Break of Dawn

They were still giggling on and off when they made their way to the theatre later that day. It was a very old-fashioned building but that wasn’t unusual in the provinces. Only the number one tours played the major cities in the country; the number two and number three tours had to content themselves with visiting the smaller towns, some of which were merely large villages. Many of the provincial theatres were extremely ill-equipped, and the scenery, which the company always took with them on tour, often only just fitted on to the small stages.

Fortunately this tour was being conducted at the end of April – a perfect time, according to the old hands. Winter in the pro vinces was horrendous, with freezing cold theatres with inadequate heating and draughts of a magnitude second to none. Summer could be just as bad when the heat became unbearable and the clothes stuck to your back, and autumn could be a time of endless rain and mud. Spring was the best bet, they declared.
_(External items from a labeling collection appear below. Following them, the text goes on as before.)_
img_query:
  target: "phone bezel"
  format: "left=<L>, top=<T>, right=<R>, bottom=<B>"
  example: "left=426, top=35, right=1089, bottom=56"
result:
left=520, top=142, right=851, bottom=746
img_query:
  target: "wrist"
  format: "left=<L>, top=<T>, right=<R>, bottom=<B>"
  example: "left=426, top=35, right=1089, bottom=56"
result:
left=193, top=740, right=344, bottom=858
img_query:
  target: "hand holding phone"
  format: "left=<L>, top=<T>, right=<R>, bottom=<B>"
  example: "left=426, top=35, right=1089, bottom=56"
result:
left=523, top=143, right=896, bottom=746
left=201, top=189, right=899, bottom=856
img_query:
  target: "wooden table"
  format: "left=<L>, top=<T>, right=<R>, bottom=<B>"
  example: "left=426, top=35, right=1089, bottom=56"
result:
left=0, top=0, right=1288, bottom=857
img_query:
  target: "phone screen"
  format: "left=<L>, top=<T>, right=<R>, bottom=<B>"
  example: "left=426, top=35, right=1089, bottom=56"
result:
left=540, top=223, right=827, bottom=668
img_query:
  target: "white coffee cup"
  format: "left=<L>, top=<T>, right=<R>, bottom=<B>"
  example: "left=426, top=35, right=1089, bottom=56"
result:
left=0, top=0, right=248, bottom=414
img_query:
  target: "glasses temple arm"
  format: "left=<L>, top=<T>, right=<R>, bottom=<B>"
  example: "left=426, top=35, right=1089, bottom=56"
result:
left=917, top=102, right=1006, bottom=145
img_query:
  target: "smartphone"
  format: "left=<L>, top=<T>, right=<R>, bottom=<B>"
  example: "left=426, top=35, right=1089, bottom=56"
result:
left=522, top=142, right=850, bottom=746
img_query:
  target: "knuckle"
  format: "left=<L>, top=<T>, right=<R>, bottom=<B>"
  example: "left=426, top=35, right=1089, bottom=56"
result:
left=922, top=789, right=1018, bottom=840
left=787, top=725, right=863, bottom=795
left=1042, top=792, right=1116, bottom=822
Although you never could tell.

They were almost at the theatre when Cat said, casually as though it was of no importance, ‘Heard from Toby lately?’

Sophy took a moment to reply. The subject was still a painful one. For the first little while at the Lincoln, Toby had made no secret of his interest in her and she had been both flattered and humbled that such a man, an accomplished actor who was greatly in demand, had even noticed her. He had taken her out to supper after the shows and been very attentive, even though those attentions had been a little too intimate on occasion, causing her to gently reproach him more than once. But it had been a magical interlude at the beginning of her career. And then had come the time when Toby had been offered the male lead in a new play on in the West End just after she had begun her first walking-on role at the Lincoln. He had told her he had secured a part for her too, a minor role admittedly, but still it was the West End. He had waited for her to throw her arms round him.

The play had been a conventional one, unlike the new drama the Lincoln favoured, such as Oscar Wilde’s A Woman of No Importance where the poorly used mother of an illegitimate son is the heroine. When the son is offered a government post by his unknown father, the heroine reveals the son to the father and the father to the son. At the end of the play the son renounces the hypocritical society that makes an outcast of his beloved mother while condoning the actions of his father. This criticism of morality caused a storm of protest, and more than one personage left the theatre shocked to the core. But Sophy liked the Ibsen and Shaw heroines who were Joan of Arcs rather than pretty dolls. She had told Toby this before but he clearly hadn’t been listening, or if he had, hadn’t taken her seriously.

So she had told him again, that day, more forcefully. At first he had treated her with the indulgent, faintly mocking air he favoured. ‘Sweetheart, you don’t know what you’re saying, believe me. This is a wonderful opportunity.’

‘For you or for me?’

‘Well, of course for me, that goes without saying, but for you too. You want to get on, don’t you? You don’t want to spend the rest of your career working for Jefferson and Gregory in their little tinpot theatre.’

That had hit her on the raw. ‘The Lincoln isn’t a tinpot theatre, you know it isn’t, and Mr Gregory has been very kind to me. I don’t know why you don’t like him.’

That wasn’t quite true. On the occasions when Mr Gregory came backstage at the Lincoln, he had made it clear that in his opinion, Toby still had plenty to learn about his craft. Toby had been angling for the male lead for a long time, thinking he could do better than Augustus Jefferson, and just before he was offered the part in the West End, he and Mr Gregory had had a heated exchange which had left Toby smarting and furious. Although Sophy adored Toby, she secretly thought Mr Gregory had a point. Toby did rely on his outstanding good looks when his acting ability wasn’t up to scratch; he did forget his lines and expect the other actors to put up with it, and he did miss rehearsals when he felt like it. The charm and charisma which Toby used to good effect with everyone else just didn’t seem to work with Mr Gregory, and the two tolerated each other at best and ignored each other when possible.

The upshot of their conversation that day was Toby leaving to work in the West End, and her remaining at the Lincoln. It meant they saw each other a lot less, and in the last two or three months Toby’s name had been linked to that of his leading lady, an accomplished actress who, as Cat put it, had the morals of an alley cat in spite of being a married woman. He had denied anything other than a working relationship, of course, but all in all Sophy had been pleased when the opportunity to tour had arisen and she could leave London for some months. She hoped the time apart would convince Toby he couldn’t do without her. If not . . . Well, she would deal with that when she had to.